安德并没有履行他的承诺,带她游欧洲。公事,忙不完的缠身急件,令他走不开。他是这样告诉小妻子的。
借口,全是借口,湘燕心想。她可以感觉得到,安德是有意在冷漠她。
虽然在同一个屋檐下,湘燕却几乎很少看到安德。他不是外出,就是关在书房里。
湘燕不明白安德突然的转变。为什么?她是如此深爱着他呀。
这么大一个宅院,人烟稀少,显得格外冷清。
爱上开销太大,要节约用电。管家海伦娜一声令下,赫特府内不再开电,改点蜡烛。因此原本明亮华丽的屋子,顿时就变得昏暗阴森。
门,一扇深锁的房门,吸引了闲极无聊的湘燕的注意力。这些房间里,到底有些什么?湘燕十分好奇。

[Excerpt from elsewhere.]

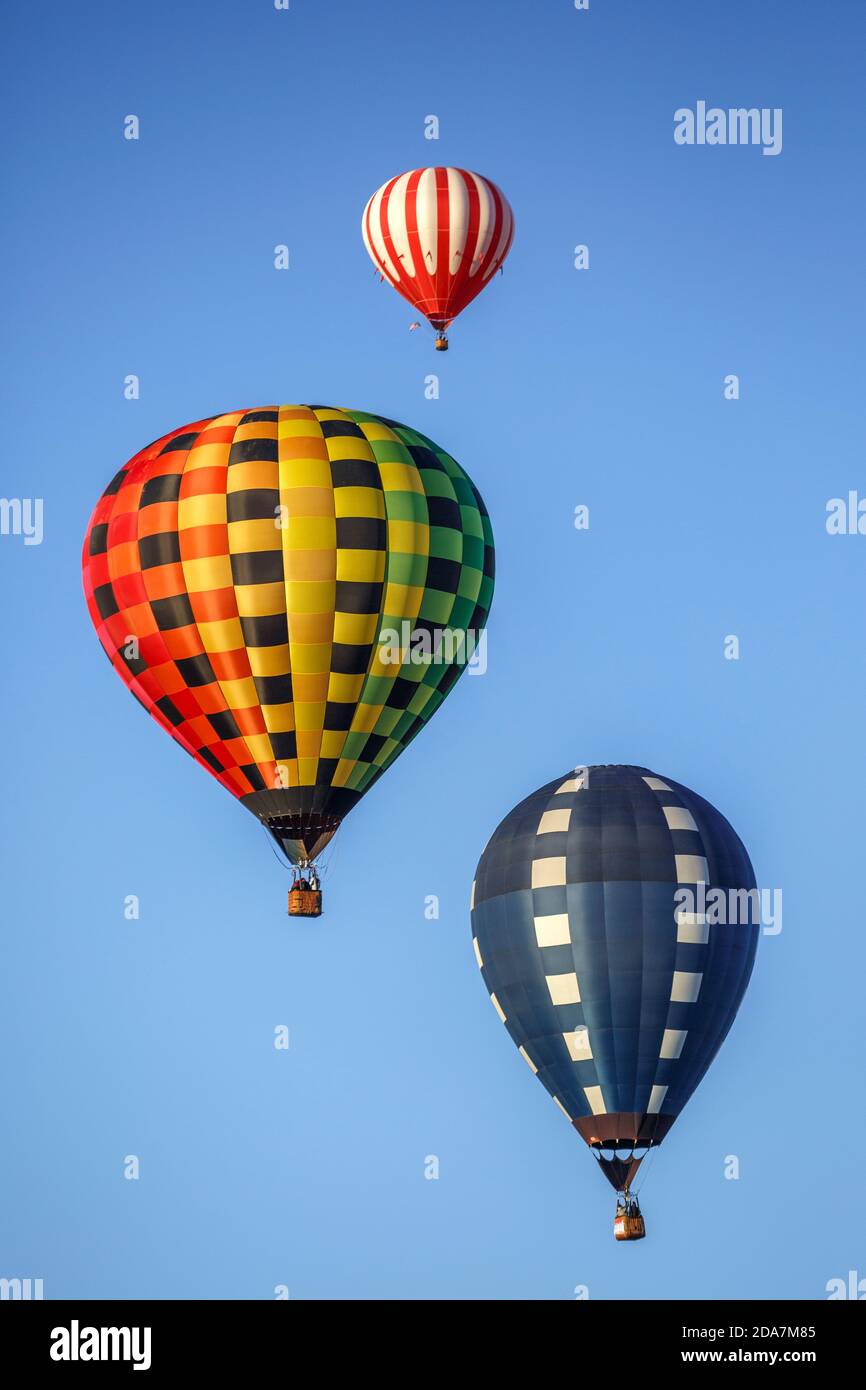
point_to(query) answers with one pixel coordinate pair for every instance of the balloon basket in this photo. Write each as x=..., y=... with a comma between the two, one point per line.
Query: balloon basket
x=628, y=1222
x=305, y=902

“想知道每扇门后的秘密?这可是要付上代价的哦!”海伦娜嘲讽着。
“什么秘密?什么代价?”海伦娜的风凉话更加深了湘燕的好奇心。
“秘密如果告诉你,就不算秘密了。”海伦娜讥笑着“至于代价,恐怕你付不起。”
自幼被宠惯了,一向心高气傲的湘燕感到一阵悲哀。她这是虎落平最被犬欺。明明自己是新任赫特夫人,这府上的女主人,想不到却为管家所瞧不起。
哼,你不告诉我就算了,湘燕倔强地想,我自有办法知道!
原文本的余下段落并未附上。